Plus détendue, je lui rends son sourire. Nous réfléchissons toutes les deux de notre côté et entamons notre repas, mais j'ai toujours le ventre noué.
- Ça va faire tellement... bizarre.
Joy me fixe.
- Partir de Paddington. Te laisser.
Je me trompe peut-être, mais j'ai l'impression que ses yeux sont légèrement brillants.
- Ainsi va la vie. Dit-elle d'un timbre de voix incertain.
Son téléphone vibre sur le dessus de la table, coupant court à notre échange. Joy roule des yeux en voyant de qui il s'agit.
- Tiens, comme c'est bizarre. Dit-elle avec ironie.
- Qui c'est ?
- Finn, un ancien collègue de St Mary.
- Il prend de tes nouvelles, c'est gentil.
- Oui, si on considère que s'informer de ma santé tous les jours reste dans les limites du raisonnable...
Elle commence à taper quelques mots, puis relève la tête.
- Est-ce que c'est considéré comme tromper de répondre à ses messages ? Me demande-t-elle en bougeant frénétiquement les jambes.

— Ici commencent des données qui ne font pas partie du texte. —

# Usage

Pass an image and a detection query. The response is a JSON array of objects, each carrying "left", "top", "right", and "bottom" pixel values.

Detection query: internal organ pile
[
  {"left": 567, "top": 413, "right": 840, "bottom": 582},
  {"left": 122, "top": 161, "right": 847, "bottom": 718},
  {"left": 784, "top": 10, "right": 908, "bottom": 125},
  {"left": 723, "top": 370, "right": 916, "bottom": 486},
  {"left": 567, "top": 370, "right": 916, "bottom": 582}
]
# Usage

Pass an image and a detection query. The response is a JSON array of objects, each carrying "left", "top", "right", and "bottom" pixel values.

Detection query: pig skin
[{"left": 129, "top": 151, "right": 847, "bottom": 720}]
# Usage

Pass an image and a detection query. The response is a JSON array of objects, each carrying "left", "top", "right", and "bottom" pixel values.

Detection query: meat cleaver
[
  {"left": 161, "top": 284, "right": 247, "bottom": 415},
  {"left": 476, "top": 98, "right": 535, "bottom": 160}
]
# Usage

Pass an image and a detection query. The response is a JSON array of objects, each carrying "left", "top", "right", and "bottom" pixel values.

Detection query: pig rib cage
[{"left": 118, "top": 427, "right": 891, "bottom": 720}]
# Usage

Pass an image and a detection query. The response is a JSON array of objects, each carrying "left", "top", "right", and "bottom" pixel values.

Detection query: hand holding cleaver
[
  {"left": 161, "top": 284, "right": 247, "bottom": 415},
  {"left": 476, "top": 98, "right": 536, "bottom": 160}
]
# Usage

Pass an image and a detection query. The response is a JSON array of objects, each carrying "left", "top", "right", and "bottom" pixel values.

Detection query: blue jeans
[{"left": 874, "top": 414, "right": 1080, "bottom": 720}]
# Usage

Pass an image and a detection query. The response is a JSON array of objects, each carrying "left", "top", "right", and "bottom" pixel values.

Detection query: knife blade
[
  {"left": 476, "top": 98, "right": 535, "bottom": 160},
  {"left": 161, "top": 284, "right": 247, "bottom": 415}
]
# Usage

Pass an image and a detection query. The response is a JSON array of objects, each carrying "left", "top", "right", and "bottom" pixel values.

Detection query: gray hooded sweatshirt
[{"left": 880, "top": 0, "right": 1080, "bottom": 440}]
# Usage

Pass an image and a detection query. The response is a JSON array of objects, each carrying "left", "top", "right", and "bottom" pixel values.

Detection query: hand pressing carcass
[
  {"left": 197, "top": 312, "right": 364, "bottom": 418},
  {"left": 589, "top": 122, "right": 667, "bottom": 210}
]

- Quoi ? Pourquoi dis-tu cela ?
- Je n'ai jamais été en couple avant ! J'ignore comment ça fonctionne ces choses-là.
Joy est tellement désireuse de tout faire dans les règles de l'art avec Harry que sa question me touche. Elle en oublie qu'il l'aime sûrement pour ce côté inachevé qui fait qu'elle ne ressemble à aucune autre.
- Dans la mesure où tu ne le fais pas en cachette et que Harry est au courant, je pense qu'il n'y a pas de problème.
Elle se pince les lèvres.
- Il ne sait rien justement. Finn m'a recontactée durant notre voyage. Je ne lui avais pas répondu, mais depuis notre retour, nous échangeons des messages presque tous les jours. Je n'ai rien dit à Harry.
Pour qu'elle m'en parle de cette manière, c'est que la situation la met visiblement dans l'inconfort.
- Pour quelle raison ?
- Finn en pince pour moi... M'avoue-t-elle.
- Et... et toi ?
- Non ! Jamais de la vie !
- Dans ce cas, je ne vois pas où est le mal.
- J'ai pourtant l'impression de faire les choses de travers.
- Parles-en avec Harry. Je ne pense pas qu'il soit du genre jaloux.
Joy relève les yeux dans l'attente de mes conseils.
- Et puis si tu penses que Finn dépasse les limites, mets-le en garde. Dis-lui que tu as un petit ami que tu aimes et que ce qu'il fait devient malsain.
La tête penchée sur le côté, elle acquiesce et me sourit de nouveau. La force de notre amitié réside dans cette capacité à toujours se relever mutuellement. Avec moi, le plus grand défi que Joy a eu à affronter est sans nul doute de me montrer ses peurs. Quand je repense à tout ce qu'elle a traversé ces dernières années, j'ai le cœur dissous en me disant qu'on ne lui a tout simplement pas donné les clés de la normalité d'une relation de couple. Au final, Joy avait juste besoin de quelqu'un pour accepter ses défauts et l'aimer malgré tout.